My proposal is to decouple the read and edit functionality of the Nodes, where the edit version is a superset of the read-only version. This also allows us to ultimately build a read-only version of the editor, which can be useful for surfaces where we only use to editor to display the content.
The editor will provide hooks to provide the complete version of the node and the first update will be blocked until these nodes are provided (or at least the relevant Nodes).
This is worth its own issue so I'll cut it here.
Normalizer
By design, Lexical is resilient, functions like insertNodes
are very versatile and even in the worst case scenario, a crash, the update flow will automatically roll back to the last good version (only a minority of events cause the editor to throw like two consecutive crashes or DecoratorNodes).
This was very well received internally, as misbehavior from our core code or product didn't lead to data loss.
However, versatility can be problematic, an invalid EditorState can cause certain plugins to misbehave indefinitely. This is why we started #3833 to discuss the idea of Schemas that other libraries like Prosemirror already come with.
To fix this problem, we want to introduce Normalizers (this is not a new idea, @GermanJablo, @acywatson, and others already explored it in #3833). The reason why I'm now convinced they are a good fit is because they respect the efforts on resiliency while addressing the invalid EditorState problem.
createEditor({
normalizers: [
createNodeNormalizer('TableRow', () => {
// Revise children count of TableCellNode
}),
]
})
Normalizers enforce document constraints to guarantee EditorState consistency, they can be seen as runtime rules with a fixer, (I named them nodeNormalizer
because they more naturally within the Lexical API). They sit in between Nodes and Plugins, they do not need a plugin to run but at the same time they are not necessarily a 1:1 map with the Node (a TextNode is likely to be used in combination for many). Normalizers for custom product rules are reasonable, for example, prevent the use of HashtagNode within HeaderNode.
Normalizers are $
functions, similar to transforms, that can look at any part of tree and make the appropriate changes. They do, however, come with special rules:
- They warn if they do any changes to the EditorState. While we know that clipboard input may be out of our control, this can be useful to catch bad plugins.
- You choose when to run them. Complex transforms can be expensive if run too often, by default Normalizers will run on the immediate update and after transforms. We understand that most of these inconsistencies are originated from clipboard and collab, the external sources.
- Normalizers can run before any transforms and as often as after every transform. This option is provided to ensure consistency in the transforms logic, which can lead to crashes, but may not efficient when we consider that transforms already loop based on dirty Nodes.
- Normalizers never run on the bootstrap update nor in non-editable mode.
Normalizers replace the Node static transform
, are optional, and can be lazy loaded in a similar fashion as described above.
Revised EditorConfig
Going back to "Nodes should yield the responsibility for" in the Node section, the only point we didn't cover yet is import/exportDOM.
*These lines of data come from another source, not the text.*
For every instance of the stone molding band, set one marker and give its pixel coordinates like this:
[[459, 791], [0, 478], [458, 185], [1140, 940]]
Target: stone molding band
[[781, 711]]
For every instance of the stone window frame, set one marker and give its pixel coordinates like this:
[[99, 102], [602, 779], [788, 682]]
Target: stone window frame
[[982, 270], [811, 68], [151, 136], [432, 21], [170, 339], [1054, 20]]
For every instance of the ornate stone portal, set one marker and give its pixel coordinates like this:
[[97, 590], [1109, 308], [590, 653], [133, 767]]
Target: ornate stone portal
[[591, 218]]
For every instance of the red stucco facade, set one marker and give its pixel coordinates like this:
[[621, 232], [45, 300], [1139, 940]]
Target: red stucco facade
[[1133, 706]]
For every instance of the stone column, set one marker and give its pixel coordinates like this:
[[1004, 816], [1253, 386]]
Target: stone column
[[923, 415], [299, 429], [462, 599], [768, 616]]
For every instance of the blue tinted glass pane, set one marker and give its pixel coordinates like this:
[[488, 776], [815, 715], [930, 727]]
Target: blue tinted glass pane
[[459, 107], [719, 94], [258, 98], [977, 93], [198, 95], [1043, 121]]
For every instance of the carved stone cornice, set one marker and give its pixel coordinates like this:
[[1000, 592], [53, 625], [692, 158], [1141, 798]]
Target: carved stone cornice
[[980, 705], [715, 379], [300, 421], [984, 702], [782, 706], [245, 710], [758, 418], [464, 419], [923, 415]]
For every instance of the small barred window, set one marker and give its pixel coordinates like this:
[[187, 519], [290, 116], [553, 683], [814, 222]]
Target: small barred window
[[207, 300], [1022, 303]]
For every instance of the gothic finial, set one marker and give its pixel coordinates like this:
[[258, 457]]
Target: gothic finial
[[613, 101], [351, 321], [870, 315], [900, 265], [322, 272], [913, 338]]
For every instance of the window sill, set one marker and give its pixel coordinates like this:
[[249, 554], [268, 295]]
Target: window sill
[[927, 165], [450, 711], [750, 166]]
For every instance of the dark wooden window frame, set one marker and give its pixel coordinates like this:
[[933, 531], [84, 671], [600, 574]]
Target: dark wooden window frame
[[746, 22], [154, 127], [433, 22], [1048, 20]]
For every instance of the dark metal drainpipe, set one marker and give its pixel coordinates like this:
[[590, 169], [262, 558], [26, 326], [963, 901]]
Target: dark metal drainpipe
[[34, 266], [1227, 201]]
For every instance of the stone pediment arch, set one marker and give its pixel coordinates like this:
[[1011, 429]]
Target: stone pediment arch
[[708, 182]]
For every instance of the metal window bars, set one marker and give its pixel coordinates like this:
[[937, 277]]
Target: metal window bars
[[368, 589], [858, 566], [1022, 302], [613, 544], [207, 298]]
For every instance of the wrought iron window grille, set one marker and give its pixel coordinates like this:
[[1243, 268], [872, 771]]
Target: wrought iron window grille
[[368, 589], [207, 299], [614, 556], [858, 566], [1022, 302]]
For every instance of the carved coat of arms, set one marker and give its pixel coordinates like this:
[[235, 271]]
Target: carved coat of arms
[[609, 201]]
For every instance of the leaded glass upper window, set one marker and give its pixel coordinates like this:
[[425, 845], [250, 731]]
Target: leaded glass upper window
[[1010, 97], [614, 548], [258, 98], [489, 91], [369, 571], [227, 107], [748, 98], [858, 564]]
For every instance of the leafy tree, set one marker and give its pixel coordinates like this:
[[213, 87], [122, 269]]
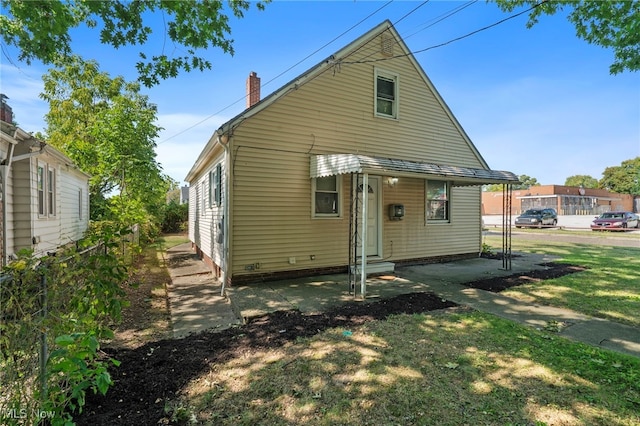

These will be imported on createEditor
, just like normalizers. This reinforces the modularity aspect of Lexical and makes it possible to have a much lighter version of a plain text editor. #6020
@lexical/rich-text is a decent fit, especially when plain text does not do HTML, but 1) it would introduce a dependency to a very clean module that works very closely together with the core and 2) I'm convinced that sooner or later @lexical/plain-text will also understand some HTML (which would unblock the copy-paste of mentions internally)._
createEditor({
nodes: [
TableNode,
TableRow,
TableCell,
],
html: [
...tableHtml,
],
normalizers: [
...tableNormalizers,
]
})
Or via the builder
createEditorBuilder({
onError: ...,
...
})
.addDependencies(TablePluginDependencies)
.build();
Note that there is no 1:1 mapping between HTML and Node, but rather an HTML element can map to different Nodes, the first example reinforces this. The second is merely for convenience so that package owners can bundle all their logic together.
What about #6025
Yes, #6025 would need to be rewritten.